Protein folding, structure vs sequence

  • Extended discussion explains how proteins with very different gene sequences can share nearly identical 3D structures and functions.
  • AlphaFold is described as mainly learning from existing sequence–structure relationships, not pure first‑principles physics, but still able to detect homologies that older tools miss.
  • Crystallography could, in principle, yield similar insights, but is slow, expensive, and often infeasible; AI folding is seen as a powerful shortcut.
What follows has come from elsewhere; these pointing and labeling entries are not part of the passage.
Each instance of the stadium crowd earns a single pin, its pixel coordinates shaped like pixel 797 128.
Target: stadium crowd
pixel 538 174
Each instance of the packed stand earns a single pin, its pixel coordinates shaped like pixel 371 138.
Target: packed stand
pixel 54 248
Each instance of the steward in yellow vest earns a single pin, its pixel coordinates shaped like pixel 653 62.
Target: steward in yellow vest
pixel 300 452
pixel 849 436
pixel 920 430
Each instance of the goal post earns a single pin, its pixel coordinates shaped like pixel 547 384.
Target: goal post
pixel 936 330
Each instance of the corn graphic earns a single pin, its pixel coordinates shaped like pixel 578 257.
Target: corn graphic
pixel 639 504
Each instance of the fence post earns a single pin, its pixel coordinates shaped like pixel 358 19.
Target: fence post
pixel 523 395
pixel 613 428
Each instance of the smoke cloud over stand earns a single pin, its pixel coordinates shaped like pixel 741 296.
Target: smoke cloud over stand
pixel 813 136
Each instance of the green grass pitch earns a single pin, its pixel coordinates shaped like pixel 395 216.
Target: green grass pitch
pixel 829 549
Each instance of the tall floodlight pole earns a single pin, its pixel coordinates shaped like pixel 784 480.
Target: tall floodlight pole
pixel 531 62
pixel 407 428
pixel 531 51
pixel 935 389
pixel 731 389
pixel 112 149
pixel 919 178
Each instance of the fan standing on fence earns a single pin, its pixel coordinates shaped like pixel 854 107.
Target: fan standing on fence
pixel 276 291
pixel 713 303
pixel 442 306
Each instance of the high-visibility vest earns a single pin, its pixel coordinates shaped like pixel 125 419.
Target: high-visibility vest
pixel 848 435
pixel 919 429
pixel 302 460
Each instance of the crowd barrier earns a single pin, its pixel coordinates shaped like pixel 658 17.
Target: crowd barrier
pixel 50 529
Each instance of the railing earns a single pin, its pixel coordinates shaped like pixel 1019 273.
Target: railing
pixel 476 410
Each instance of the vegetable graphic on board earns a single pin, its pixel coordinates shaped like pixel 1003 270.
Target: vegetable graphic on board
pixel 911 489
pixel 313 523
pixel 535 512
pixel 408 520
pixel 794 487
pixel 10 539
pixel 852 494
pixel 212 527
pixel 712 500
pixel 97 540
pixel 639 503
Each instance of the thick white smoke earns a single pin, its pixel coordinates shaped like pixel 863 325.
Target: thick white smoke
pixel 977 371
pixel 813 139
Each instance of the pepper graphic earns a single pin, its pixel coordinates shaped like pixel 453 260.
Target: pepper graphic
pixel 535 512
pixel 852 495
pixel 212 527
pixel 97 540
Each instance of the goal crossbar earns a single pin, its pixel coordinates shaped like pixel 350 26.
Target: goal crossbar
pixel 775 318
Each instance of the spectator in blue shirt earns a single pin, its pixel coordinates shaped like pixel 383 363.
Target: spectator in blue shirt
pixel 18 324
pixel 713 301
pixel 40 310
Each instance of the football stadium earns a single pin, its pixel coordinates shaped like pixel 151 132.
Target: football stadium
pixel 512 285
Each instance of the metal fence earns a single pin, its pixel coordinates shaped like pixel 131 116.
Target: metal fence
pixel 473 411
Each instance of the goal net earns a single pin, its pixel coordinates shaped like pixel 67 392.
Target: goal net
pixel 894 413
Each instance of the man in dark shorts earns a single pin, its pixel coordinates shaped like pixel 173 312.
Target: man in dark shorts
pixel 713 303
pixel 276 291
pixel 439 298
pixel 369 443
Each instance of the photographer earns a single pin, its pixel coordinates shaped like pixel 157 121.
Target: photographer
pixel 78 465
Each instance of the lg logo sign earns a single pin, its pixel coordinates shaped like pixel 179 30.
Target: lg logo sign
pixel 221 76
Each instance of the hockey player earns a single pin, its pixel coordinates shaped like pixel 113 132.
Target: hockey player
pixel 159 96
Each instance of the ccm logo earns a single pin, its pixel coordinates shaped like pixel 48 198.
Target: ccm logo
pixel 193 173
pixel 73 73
AI hype, anthropomorphism & tool framing

  • Commenters distinguish between:
    • Overhyped generative chatbots (often unreliable for coding, legal, or medical advice), and
    • Domain‑specific ML used as “statistical pattern finders” for biology, where enthusiasm is higher.
  • Many object to headlines that sound like “AI discovered the cure,” arguing this misleads the public and fuels quasi‑religious views of LLMs.
  • Others argue it’s normal English to say tools “help” (like seatbelts or telescopes), though some worry AI personification is uniquely harmful.

Health data, AI, and healthcare systems

  • One thread argues that centralized, interoperable medical records (possibly via universal healthcare) would supercharge ML discovery of early disease signals.
  • Others note universal healthcare and centralized records are orthogonal; many systems have one without the other.
  • Practical obstacles are raised: privacy laws, fragmented EHRs, lack of structured data, and public mistrust after tech platforms misused personal data.
  • Some see a role for LLMs in turning free‑text clinical notes into structured datasets for downstream analysis.

Emotional context & expectations

  • Multiple commenters share personal experiences with relatives who have Alzheimer’s and express both hope and caution.
  • Some worry that focusing on single pathways in a fundamentally age‑related, complex process (senescence) may miss the forest; others push back that AD is a specific, devastating condition and targeted work like this is essential.
  • Overall sentiment: optimism about rigorous, AI‑assisted biology, coupled with strong skepticism toward AI‑centric marketing and oversimplified scientific stories.